On the flip side, there is ample evidence of the shocking toll that keeping kids out of school has taken. The CDC, for instance, reported that suicide attempts among adolescents increased 31% last fall compared to 2019.
The loss of learning is obvious, but the report also details clear trends of depression, isolation, bullying, violence and disruptive behavior.
So if the doctors support taking off the masks, and the social benefits of returning to school in relative normality are clear, what’s holding us up?
Well, part of it is, we did a great job of getting everyone concerned about the pandemic.
People were scared. And they should have been scared. But now that we are in a much safer place, it is proving very difficult to roll the fear back.

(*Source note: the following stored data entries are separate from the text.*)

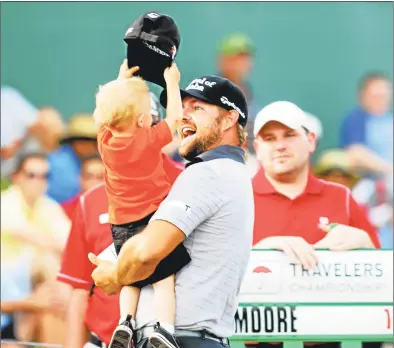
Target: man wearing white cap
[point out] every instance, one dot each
(294, 211)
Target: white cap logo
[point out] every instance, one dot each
(225, 100)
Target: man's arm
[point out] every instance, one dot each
(141, 254)
(75, 319)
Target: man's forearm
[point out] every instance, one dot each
(75, 319)
(17, 306)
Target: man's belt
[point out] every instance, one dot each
(93, 339)
(203, 334)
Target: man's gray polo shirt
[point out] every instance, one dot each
(212, 203)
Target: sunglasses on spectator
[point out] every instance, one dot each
(34, 175)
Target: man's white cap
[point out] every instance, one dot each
(283, 112)
(314, 125)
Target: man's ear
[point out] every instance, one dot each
(140, 119)
(230, 119)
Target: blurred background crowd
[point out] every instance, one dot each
(334, 60)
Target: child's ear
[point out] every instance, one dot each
(140, 120)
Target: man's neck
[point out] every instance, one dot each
(292, 185)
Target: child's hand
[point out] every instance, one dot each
(125, 72)
(172, 74)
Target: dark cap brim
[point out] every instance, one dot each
(184, 94)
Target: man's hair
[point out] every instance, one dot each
(118, 102)
(94, 156)
(371, 77)
(22, 159)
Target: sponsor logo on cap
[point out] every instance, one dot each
(156, 49)
(263, 278)
(153, 15)
(173, 52)
(225, 101)
(200, 84)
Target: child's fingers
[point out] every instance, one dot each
(133, 70)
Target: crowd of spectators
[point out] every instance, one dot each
(47, 164)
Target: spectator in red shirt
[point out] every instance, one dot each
(92, 313)
(92, 174)
(295, 211)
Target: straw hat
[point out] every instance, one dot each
(80, 127)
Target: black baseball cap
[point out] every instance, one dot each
(218, 91)
(152, 44)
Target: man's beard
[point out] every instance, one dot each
(202, 143)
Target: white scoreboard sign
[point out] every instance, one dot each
(360, 276)
(314, 320)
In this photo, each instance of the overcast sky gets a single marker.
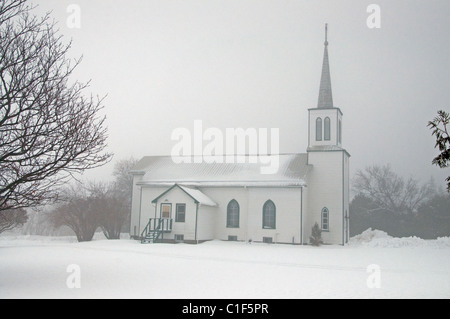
(257, 63)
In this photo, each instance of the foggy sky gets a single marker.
(257, 63)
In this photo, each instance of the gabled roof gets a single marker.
(163, 171)
(195, 194)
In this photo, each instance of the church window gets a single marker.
(340, 131)
(327, 129)
(325, 219)
(318, 129)
(233, 214)
(269, 215)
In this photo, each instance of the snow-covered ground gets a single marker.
(36, 267)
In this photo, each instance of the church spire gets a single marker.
(325, 94)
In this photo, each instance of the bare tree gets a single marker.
(113, 200)
(48, 128)
(12, 218)
(439, 126)
(390, 192)
(77, 211)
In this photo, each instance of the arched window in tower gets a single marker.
(318, 129)
(327, 129)
(340, 131)
(269, 215)
(325, 219)
(233, 214)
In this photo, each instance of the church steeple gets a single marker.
(325, 93)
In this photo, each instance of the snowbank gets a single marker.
(378, 238)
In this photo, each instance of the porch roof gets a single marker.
(195, 194)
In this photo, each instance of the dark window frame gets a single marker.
(266, 224)
(229, 212)
(327, 129)
(319, 129)
(325, 224)
(177, 213)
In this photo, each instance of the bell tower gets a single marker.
(325, 121)
(328, 180)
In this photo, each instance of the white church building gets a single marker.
(196, 202)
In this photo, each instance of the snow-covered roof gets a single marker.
(199, 196)
(195, 194)
(163, 171)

As Yglesias says, at this point the most vigorous COVID prevention advocates are now the progressive or most liberal. They are the ones who are demanding constant testing and strict masking.
And there is nothing wrong with wanting to be safe. But the debate has become so political that those who suggest opening things up are branded as dangerous, right wing COVID deniers.
To which we say again, read that letter from the doctors. Or check out the petition that accompanied it. It already has over 30,000 signatures.
We’re left with the question of “if not now, when?”
Are we going to insist that masks are the real normal, forever? Are we waiting for the medical experts to declare an all clear?
As columnist Eric Ting points out, that may be a long wait. The CDC, for instance, is so cautious that it also recommends against eating cookie dough or medium rare steaks.
And finally, although it pains me to say so, those of us in the media have played a part in fueling the fear. If Facebook has taught us anything, it is that there is nothing like bad news to generate internet clicks.
First there were stories about “skyrocketing” COVID cases. But now we’ve learned that simply testing positive does not mean serious illness.
So we began to use hospitalizations as a benchmark. But as Dr. Noble pointed out, nearly half of those hospitalized at UCSF were in the ER for something else and then were tested and found to have COVID.
At the end of the day, the real test of how dangerous and widespread the virus is now are the number of deaths. And deaths are declining.
At this point COVID is no longer a mystery. If you are fully vaxxed, evidence says you may be infected, but the symptoms will almost certainly be minor. If you refuse the shot, you’re running a foolish risk.
But the rest of us shouldn’t have to spend our lives in a mask to protect unvaccinated people. And that includes children in schools, even if it makes parents and teachers nervous.
That’s the reality. As New Jersey Gov. Phil Murphy said recently:
“We’re not going to manage this to zero. We have to learn how to live with this.”
And it begins with dropping the mask . . . as scary as that sounds.